Using the last saved myfile.xlsx in section 4 as the table we want to modify, we plan to insert a column "number" at the top, as follows:

Import openpyxl workbook=openpyxl.load_workbook ("DataSource\ myfile.xlsx") worksheet=workbook.worksheets [0] # insert a list of worksheet.insert _ cols (1) # for index,row in enumerate (worksheet.rows) before the first column: if index==0: row [0] .value = "number" # one row [0] of each row is the first column else: row [0] .value = index# enumerates to be tuple type Count workbook.save from 0 (filename= "DataSource\ myfile.xlsx")

The running results are as follows:

5.2 modify a specific cell worksheet.cell (2d3) worksheet ["B2"] = "Peking"

The running results are as follows:

5.3 modify data in batches

Batch modification of data is equivalent to writing and will be overwritten automatically. It has been introduced in the previous section and I will not repeat it.

There is also the sheet.append () method, which can be used to add rows.

Taiwan= [32, Taiwan Province] worksheet.append (taiwan)

The running results are as follows:

On how to use Python to read and modify Excel files to share here, I hope that the above content can be of some help to you, can learn more knowledge. If you think the article is good, you can share it for more people to see.

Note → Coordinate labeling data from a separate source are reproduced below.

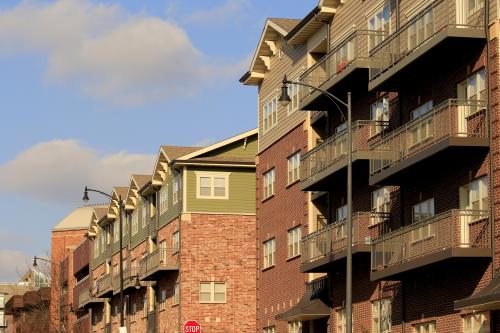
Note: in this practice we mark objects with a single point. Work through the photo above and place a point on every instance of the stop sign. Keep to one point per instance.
(192, 326)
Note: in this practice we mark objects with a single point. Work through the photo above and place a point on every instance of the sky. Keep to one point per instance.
(89, 90)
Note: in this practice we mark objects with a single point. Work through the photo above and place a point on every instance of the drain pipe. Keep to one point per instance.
(490, 136)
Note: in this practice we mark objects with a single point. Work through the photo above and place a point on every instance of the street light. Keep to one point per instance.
(120, 207)
(284, 99)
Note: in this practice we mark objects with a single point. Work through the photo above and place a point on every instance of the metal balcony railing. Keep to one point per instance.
(334, 149)
(456, 228)
(81, 292)
(161, 259)
(452, 118)
(430, 20)
(333, 238)
(354, 46)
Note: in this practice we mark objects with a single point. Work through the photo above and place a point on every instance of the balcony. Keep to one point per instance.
(453, 234)
(319, 164)
(82, 294)
(348, 62)
(129, 279)
(158, 263)
(329, 244)
(103, 286)
(430, 39)
(447, 132)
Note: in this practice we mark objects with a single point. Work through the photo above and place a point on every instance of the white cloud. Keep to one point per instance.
(108, 53)
(14, 264)
(56, 171)
(229, 10)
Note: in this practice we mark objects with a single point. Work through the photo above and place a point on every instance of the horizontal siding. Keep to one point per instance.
(241, 192)
(293, 60)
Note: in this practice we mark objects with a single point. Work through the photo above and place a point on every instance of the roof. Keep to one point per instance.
(174, 152)
(78, 219)
(487, 298)
(218, 145)
(285, 24)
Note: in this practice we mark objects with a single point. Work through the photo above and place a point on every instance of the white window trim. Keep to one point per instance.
(212, 175)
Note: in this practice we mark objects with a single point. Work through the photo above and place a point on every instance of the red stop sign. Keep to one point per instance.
(192, 326)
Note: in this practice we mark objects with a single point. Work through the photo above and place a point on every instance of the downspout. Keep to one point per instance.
(490, 137)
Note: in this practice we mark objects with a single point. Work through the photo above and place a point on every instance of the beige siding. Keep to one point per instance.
(293, 60)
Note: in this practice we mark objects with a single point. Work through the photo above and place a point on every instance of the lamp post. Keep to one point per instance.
(120, 222)
(284, 100)
(61, 307)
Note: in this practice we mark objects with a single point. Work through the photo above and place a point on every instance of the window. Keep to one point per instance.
(164, 199)
(420, 29)
(144, 213)
(135, 222)
(474, 6)
(269, 252)
(381, 313)
(270, 114)
(269, 329)
(294, 168)
(380, 22)
(294, 236)
(269, 180)
(163, 298)
(476, 323)
(294, 327)
(176, 242)
(212, 185)
(429, 327)
(381, 203)
(176, 294)
(175, 191)
(340, 320)
(212, 292)
(379, 112)
(474, 196)
(422, 211)
(116, 231)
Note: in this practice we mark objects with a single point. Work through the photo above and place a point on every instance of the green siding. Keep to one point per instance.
(236, 149)
(173, 210)
(241, 192)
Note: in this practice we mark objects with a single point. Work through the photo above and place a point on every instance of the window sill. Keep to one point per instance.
(268, 198)
(293, 183)
(293, 258)
(267, 268)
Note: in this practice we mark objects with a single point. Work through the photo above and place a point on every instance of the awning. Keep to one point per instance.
(487, 298)
(313, 305)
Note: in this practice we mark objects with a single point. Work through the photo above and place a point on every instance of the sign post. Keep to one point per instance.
(192, 326)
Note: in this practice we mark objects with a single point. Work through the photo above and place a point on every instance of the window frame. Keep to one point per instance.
(212, 292)
(212, 176)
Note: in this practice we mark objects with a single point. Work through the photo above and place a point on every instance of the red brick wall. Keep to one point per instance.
(279, 287)
(219, 248)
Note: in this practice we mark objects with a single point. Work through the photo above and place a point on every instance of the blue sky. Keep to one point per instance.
(90, 90)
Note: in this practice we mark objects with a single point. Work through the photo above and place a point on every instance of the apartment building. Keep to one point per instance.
(188, 245)
(423, 77)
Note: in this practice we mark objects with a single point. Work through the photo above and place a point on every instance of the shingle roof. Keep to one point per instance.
(174, 152)
(286, 24)
(77, 219)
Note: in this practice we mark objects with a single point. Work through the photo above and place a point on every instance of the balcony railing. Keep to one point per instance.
(343, 55)
(160, 260)
(81, 293)
(452, 118)
(456, 228)
(333, 238)
(333, 150)
(103, 285)
(437, 17)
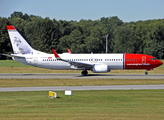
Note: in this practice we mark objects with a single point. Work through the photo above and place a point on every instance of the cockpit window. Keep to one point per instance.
(152, 58)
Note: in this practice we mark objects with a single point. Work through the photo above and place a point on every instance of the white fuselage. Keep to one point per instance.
(113, 61)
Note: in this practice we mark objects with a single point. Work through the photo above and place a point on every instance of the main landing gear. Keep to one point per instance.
(84, 73)
(146, 73)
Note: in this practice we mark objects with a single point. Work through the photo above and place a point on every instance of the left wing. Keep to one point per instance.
(13, 55)
(74, 64)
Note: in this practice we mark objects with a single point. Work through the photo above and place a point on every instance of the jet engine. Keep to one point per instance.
(100, 69)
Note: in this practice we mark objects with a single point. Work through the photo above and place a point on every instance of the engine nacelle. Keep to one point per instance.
(100, 69)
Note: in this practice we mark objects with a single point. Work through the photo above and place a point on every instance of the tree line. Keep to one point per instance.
(85, 36)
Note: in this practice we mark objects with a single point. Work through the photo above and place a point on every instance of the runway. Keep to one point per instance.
(78, 76)
(76, 88)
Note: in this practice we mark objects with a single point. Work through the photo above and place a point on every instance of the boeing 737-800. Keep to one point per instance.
(97, 63)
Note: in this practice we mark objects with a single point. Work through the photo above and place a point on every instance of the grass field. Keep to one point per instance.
(88, 105)
(84, 105)
(11, 66)
(75, 82)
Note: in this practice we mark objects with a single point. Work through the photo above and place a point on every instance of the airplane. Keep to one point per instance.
(97, 63)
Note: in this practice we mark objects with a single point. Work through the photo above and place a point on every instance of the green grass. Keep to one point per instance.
(88, 105)
(75, 82)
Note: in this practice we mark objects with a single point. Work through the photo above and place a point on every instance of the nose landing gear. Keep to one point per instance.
(84, 73)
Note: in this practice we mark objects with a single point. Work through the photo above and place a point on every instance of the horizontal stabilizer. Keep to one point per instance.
(13, 56)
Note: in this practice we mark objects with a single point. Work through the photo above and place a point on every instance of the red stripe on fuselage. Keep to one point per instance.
(140, 61)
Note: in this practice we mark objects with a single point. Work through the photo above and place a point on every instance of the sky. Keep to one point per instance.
(126, 10)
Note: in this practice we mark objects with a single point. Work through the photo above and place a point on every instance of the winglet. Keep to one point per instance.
(56, 55)
(69, 51)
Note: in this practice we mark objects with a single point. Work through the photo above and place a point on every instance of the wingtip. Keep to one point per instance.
(69, 51)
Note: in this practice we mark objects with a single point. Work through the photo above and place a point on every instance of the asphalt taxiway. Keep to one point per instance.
(78, 76)
(76, 88)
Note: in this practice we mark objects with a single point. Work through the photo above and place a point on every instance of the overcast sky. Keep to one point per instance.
(126, 10)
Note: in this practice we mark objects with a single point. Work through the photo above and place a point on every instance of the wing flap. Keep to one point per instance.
(73, 64)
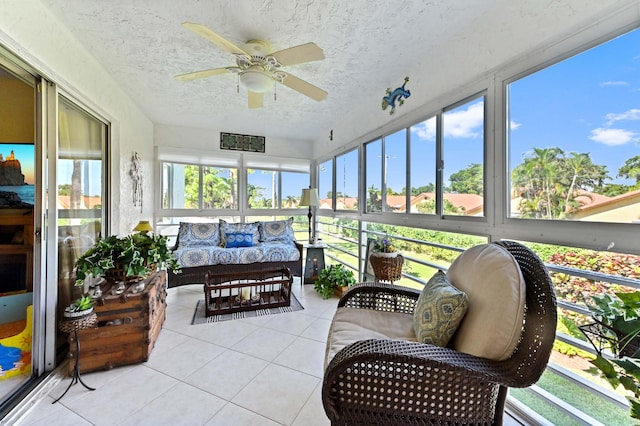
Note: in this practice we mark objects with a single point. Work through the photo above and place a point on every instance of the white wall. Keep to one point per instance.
(35, 36)
(208, 142)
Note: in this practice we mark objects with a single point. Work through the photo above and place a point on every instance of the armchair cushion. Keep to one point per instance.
(439, 311)
(493, 282)
(352, 324)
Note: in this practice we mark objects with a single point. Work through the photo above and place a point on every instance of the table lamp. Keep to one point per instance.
(309, 198)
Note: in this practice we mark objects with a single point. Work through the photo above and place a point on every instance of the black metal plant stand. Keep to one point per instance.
(72, 326)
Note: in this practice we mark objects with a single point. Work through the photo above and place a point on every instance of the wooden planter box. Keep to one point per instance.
(128, 326)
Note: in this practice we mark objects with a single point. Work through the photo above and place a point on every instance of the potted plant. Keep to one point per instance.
(383, 247)
(127, 259)
(617, 328)
(333, 278)
(79, 308)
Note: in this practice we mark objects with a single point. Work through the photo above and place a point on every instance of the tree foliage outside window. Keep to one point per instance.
(549, 182)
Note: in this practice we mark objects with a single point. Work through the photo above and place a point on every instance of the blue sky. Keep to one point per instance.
(589, 103)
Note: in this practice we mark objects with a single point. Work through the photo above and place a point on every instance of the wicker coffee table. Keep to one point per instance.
(246, 291)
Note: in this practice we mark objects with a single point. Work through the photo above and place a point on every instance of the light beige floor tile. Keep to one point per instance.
(184, 359)
(227, 374)
(231, 414)
(45, 413)
(225, 333)
(167, 340)
(116, 400)
(264, 343)
(304, 355)
(312, 414)
(318, 330)
(278, 393)
(182, 404)
(293, 323)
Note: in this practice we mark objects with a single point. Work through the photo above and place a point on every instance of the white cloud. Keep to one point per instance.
(632, 114)
(612, 137)
(425, 130)
(614, 83)
(465, 123)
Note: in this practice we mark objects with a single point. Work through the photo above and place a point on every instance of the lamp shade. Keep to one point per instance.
(143, 226)
(309, 197)
(256, 80)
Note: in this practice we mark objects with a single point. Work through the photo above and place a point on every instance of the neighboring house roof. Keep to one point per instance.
(88, 202)
(342, 203)
(621, 208)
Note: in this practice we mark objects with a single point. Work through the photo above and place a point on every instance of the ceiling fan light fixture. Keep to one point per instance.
(256, 80)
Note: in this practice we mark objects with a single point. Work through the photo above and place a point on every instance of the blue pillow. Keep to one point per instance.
(239, 239)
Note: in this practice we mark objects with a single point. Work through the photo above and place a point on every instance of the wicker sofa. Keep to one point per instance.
(203, 248)
(377, 372)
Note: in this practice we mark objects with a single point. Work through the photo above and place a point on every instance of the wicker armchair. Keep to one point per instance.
(395, 382)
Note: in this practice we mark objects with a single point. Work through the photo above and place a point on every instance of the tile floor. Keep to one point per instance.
(254, 371)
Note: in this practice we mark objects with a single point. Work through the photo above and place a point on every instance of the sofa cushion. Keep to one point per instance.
(352, 324)
(238, 239)
(278, 230)
(214, 255)
(493, 282)
(245, 228)
(198, 234)
(439, 310)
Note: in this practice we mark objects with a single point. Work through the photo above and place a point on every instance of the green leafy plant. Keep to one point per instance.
(138, 254)
(333, 277)
(82, 304)
(383, 245)
(617, 327)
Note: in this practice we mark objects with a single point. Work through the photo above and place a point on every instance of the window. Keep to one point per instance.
(265, 186)
(463, 159)
(347, 181)
(190, 186)
(395, 172)
(373, 176)
(325, 184)
(262, 189)
(423, 166)
(583, 163)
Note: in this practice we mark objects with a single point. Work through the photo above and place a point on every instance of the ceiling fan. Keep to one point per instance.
(257, 68)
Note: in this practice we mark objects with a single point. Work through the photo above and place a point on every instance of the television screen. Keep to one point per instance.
(17, 177)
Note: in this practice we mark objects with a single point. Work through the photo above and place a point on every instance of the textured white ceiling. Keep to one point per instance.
(369, 46)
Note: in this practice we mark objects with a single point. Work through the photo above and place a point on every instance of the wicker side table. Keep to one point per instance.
(387, 268)
(72, 325)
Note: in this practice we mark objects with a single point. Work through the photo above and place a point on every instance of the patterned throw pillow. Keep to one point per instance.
(238, 239)
(279, 230)
(244, 228)
(439, 310)
(198, 234)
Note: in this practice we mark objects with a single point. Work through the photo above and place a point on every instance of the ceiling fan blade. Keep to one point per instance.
(201, 74)
(299, 54)
(255, 99)
(304, 87)
(214, 38)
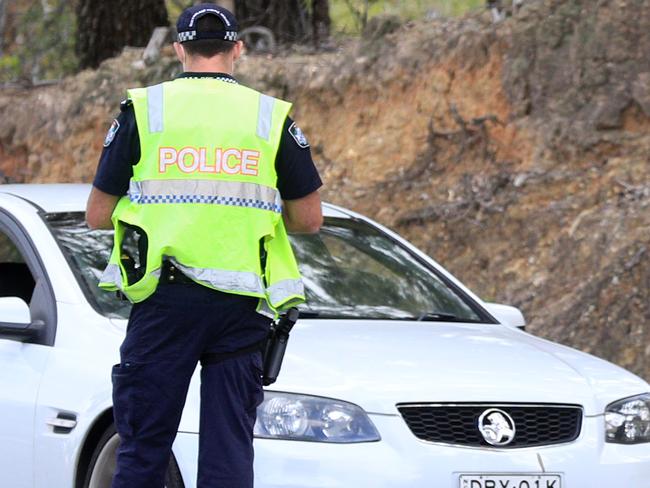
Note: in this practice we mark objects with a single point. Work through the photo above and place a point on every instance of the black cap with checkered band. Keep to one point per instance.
(186, 25)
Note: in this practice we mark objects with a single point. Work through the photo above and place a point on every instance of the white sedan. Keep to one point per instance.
(396, 375)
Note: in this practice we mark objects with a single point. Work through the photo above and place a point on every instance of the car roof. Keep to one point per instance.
(72, 197)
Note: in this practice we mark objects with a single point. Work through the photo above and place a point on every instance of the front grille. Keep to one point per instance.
(535, 425)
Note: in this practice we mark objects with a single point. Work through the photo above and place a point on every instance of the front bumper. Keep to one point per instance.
(400, 460)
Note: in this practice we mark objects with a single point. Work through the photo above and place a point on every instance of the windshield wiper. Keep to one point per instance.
(438, 317)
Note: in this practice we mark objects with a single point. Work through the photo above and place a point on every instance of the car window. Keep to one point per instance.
(16, 279)
(350, 270)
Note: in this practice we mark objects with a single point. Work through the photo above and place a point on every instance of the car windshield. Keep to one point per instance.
(350, 270)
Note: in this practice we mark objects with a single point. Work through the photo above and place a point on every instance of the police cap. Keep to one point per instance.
(186, 25)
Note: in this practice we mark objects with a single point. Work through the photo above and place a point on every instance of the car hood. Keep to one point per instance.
(378, 364)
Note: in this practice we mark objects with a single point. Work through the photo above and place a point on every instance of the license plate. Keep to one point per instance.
(510, 481)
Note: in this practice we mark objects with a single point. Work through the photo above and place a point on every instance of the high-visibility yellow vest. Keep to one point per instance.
(205, 192)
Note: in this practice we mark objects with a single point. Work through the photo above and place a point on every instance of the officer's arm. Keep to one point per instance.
(99, 209)
(303, 215)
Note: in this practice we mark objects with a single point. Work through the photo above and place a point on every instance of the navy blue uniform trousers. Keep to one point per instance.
(166, 337)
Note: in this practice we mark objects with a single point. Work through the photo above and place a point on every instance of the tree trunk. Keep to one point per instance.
(320, 21)
(104, 28)
(287, 19)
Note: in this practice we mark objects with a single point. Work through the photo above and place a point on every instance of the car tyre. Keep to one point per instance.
(102, 464)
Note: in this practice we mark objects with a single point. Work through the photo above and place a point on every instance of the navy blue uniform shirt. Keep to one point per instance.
(297, 174)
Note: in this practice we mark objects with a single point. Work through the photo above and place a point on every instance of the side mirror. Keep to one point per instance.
(507, 315)
(15, 320)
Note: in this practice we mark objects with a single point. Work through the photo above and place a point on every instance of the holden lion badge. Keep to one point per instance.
(497, 427)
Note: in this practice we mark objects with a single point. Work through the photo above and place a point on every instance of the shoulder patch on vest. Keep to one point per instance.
(298, 136)
(112, 132)
(126, 104)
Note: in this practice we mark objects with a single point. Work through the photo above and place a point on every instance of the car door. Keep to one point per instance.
(23, 354)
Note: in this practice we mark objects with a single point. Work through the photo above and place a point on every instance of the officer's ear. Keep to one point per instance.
(180, 52)
(238, 50)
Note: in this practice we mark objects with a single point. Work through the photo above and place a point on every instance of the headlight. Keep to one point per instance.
(628, 421)
(307, 418)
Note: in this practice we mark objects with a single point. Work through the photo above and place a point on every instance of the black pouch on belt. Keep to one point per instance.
(276, 346)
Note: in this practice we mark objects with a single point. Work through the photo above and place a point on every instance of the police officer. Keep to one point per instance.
(201, 178)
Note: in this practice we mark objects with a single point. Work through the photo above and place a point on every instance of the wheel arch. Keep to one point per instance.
(103, 422)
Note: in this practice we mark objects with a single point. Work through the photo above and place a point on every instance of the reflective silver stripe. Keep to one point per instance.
(155, 108)
(235, 193)
(285, 289)
(238, 281)
(112, 275)
(265, 116)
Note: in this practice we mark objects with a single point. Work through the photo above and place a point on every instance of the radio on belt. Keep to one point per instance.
(277, 345)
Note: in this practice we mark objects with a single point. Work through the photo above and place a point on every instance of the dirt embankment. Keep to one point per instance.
(516, 155)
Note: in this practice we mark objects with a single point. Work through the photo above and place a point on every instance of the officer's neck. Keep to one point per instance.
(216, 64)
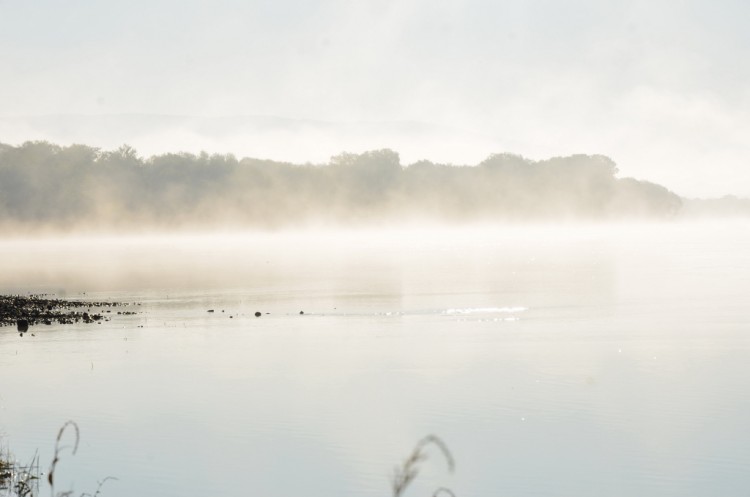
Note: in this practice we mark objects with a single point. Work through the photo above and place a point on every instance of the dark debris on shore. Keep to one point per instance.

Welcome to subscribe "Shulou Technology Information " to get latest news, interesting things and hot topics in the IT industry, and controls the hottest and latest Internet news, technology news and IT industry trends.

*The comments in the above article only represent the author's personal views and do not represent the views and positions of this website. If you have more insights, please feel free to contribute and share.